The bad: Bilinear interpolation is blurry, thus losing visual energy. But of course RD mode decision loves blurriness and so will pick it happily. Furthermore, the most naive motion search method (fullpel, one iteration of hpel, one iteration of qpel) tends to bias towards qpel instead of hpel. While qpel is still very useful, its overuse is yet another trap for encoders.
The good: The 4×4 transform is great for coding edges efficiently and helps form the backbone of the highly efficient i4x4 intra mode. It also doesn’t need as fancy an entropy coder (for CAVLC at least) as an 8×8 transform would, thus allowing smaller VLC tables.
The bad: It’s blurry! It has a lower quantization precision at the same quantizer (compared to 8×8 transform); combined with decimation, this results in lots of uncoded blocks, yet another trap for RD. It’s terrible at coding textured areas, especially when the details in the texture are larger than the transform itself. It also gets deblocked more than 8×8. While adaptive transform is good news, the fact that 4×4 was the default (and 8×8 added later) is likely an artifact of the entire specification process being done while optimizing for CIF resolution videos.
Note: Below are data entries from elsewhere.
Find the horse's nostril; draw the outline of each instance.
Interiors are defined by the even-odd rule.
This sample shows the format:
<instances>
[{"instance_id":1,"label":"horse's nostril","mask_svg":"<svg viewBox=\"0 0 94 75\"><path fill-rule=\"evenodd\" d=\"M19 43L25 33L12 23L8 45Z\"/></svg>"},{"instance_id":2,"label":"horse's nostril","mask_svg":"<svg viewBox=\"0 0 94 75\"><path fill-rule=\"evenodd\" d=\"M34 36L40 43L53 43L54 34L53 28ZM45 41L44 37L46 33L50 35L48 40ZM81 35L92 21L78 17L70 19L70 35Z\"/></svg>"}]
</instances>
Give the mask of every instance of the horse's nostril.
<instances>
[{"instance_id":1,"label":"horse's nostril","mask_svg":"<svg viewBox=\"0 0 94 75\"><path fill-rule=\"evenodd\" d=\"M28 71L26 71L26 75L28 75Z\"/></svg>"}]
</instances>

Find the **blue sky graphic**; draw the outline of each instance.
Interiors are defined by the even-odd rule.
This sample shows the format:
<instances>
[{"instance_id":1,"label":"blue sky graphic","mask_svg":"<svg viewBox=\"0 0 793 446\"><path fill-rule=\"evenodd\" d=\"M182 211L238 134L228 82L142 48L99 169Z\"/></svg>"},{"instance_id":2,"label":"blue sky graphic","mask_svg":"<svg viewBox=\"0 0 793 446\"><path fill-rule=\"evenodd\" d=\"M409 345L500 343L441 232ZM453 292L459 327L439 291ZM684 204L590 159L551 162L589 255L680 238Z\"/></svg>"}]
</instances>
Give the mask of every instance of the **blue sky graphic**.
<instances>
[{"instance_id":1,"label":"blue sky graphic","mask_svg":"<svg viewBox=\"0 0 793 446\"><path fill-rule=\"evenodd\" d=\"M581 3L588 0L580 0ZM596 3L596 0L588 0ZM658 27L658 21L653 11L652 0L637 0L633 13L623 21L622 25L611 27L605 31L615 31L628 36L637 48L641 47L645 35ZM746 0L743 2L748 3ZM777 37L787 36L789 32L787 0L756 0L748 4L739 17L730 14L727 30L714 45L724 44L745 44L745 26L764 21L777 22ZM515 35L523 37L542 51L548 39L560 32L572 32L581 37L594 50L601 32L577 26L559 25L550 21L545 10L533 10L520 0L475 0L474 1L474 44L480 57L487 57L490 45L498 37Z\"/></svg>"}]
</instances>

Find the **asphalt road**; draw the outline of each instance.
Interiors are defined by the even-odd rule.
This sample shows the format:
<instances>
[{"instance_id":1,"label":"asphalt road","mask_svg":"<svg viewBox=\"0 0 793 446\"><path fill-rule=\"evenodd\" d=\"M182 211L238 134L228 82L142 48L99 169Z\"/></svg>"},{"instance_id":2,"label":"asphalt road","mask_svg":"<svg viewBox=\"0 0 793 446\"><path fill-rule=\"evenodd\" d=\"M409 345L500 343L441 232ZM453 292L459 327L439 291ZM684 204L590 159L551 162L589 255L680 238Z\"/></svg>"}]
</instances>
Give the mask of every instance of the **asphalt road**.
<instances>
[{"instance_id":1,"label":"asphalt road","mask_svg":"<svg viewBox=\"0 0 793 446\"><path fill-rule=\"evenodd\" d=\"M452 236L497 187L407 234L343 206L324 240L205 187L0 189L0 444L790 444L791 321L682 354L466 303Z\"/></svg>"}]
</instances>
The good: Biprediction is at the core of any modern video format: B-frames vastly improve compression efficiency, especially in lower-motion scenes. Biprediction singlehandedly makes possible the high number of skip blocks in B-frames in most sane-bitrate H.264 encodes.
The bad: It’s bilinear interpolation again, so it’s blurry, which acts as a nice RD trap yet again. This makes biprediction get overused even in non-constant areas of the image, such as film grain, ensuring blurry grain in B-frames and clear grain in P-frames (nicely alternating as such).
One should note of course that B-frames and thus biprediction are not at all unique to H.264; this has been an ongoing problem for many years and tends to be exacerbated by lower bitrates.
h/v/dc intra prediction modes
The good: These modes are critical to the intra prediction system. DC is similar to the old-style intra coding before spatial intra prediction, and the latter two are very useful for straight edges. These three tend to be overall the most common intra prediction modes.
The bad: They retain energy terribly. The other intra prediction modes (planar and ddl/ddr/vr/hd/vl/hu) effectively predict frequencies that are difficult to code with a DCT, thus increasing visual energy in the resulting reconstructed image. But h/v/dc don’t really do this. Furthermore, because of how the mode prediction system works, they tend to be the cheapest modes to signal (in terms of bits).
Of course, x264 effectively uses all of these features without most of the aforementioned problems. Developers of other encoders: take note.